Pas seulement la Californie

La nation ne procrée pas comme elle l’a fait autrefois.

Ma feuille de calcul, examinant les tendances nationales du Center for Disease Control, a révélé que le nombre de nouveau-nés avait augmenté dans un seul État entre 2014 et 2019 (les derniers chiffres disponibles): la Floride. Les naissances du Sunshine State n’ont augmenté que de 0,005%. À l’échelle nationale, le nombre total de naissances a chuté de 6%.

Les naissances en Californie ont chuté de 11% au cours de ces cinq années, selon les calculs du CDC. Il s’agissait de la sixième baisse la plus importante du pays derrière le Wyoming, n ° 1, en baisse de 15%, puis en Alaska, en baisse de 14%, en Vermont, en baisse de 13%, et au Nouveau-Mexique et en Illinois, en baisse de 12%. »

Avoir un bébé semble également impopulaire lorsque l’on considère le «taux de fécondité» du CDC – le taux de naissances par rapport au nombre de filles et de femmes âgées de 15 à 44 ans. dans tout le pays.
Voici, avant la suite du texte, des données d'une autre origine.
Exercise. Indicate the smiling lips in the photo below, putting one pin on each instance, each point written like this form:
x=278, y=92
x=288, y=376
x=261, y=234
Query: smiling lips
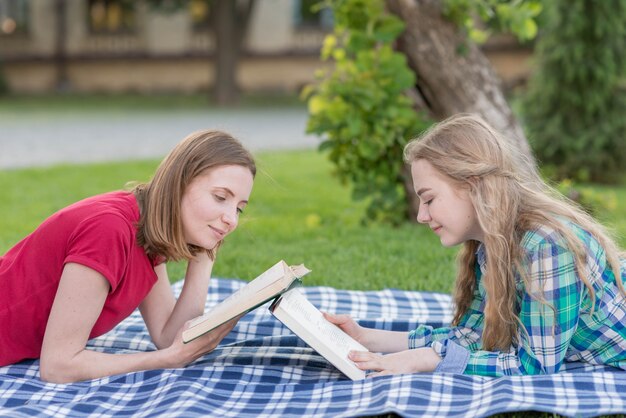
x=218, y=232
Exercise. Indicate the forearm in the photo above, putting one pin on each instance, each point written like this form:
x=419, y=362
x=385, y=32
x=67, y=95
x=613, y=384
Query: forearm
x=382, y=341
x=88, y=364
x=192, y=299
Le taux de fécondité de la Californie a chuté de 11%, la 13e baisse la plus importante parmi les États. L’Utah a subi la plus forte baisse de 17%. Viennent ensuite le Montana et l’Arizona, en baisse de 15%; Oregon en baisse de 14%; et Wyoming, en baisse de 12%.

Boom en avant?

Toute cette mise en quarantaine conduit à de nombreuses spéculations sur un baby-boom post-pandémique.

Que pourraient faire d’autre les couples en passant tout ce temps de verrouillage ensemble? Je suppose qu’ils feront tout sauf créer plus de tracas… Je veux dire, les bébés.

Avouons-le. Travailler à la maison ou scolariser des enfants à distance ne déclenche pas beaucoup de flammes amoureuses. Et vous pouvez imaginer que l’anxiété financière créée par la récession de la pandémie a émoussé les intentions lubriques.

L’histoire nous dit que les naissances en Californie ont connu leurs plus grosses chutes ce siècle en 2008 et 2009 – des baisses moyennes de 25 000 par an. C’est à ce moment-là que la Grande Récession a infligé une énorme douleur économique. La baisse des naissances aux États-Unis a culminé en 2009-2010, les pertes atteignant en moyenne 124 000 par an. En 2019, la fabrication de bébés a chuté de 44172.

N’ayez crainte, Saint-Valentin. La romance n’est pas encore morte. Les gens ont juste besoin d’un peu de temps pour se mettre dans l’ambiance après un épisode de dysfonctionnement économique.

Ma feuille de calcul indique que la plus forte augmentation des naissances en Californie, après la grande récession, est survenue en 2012. À l’échelle nationale, c’était en 2014.

Pariez donc sur une Saint-Valentin de haut vol et un baby-boom post-pandémique à venir – dans quelques années.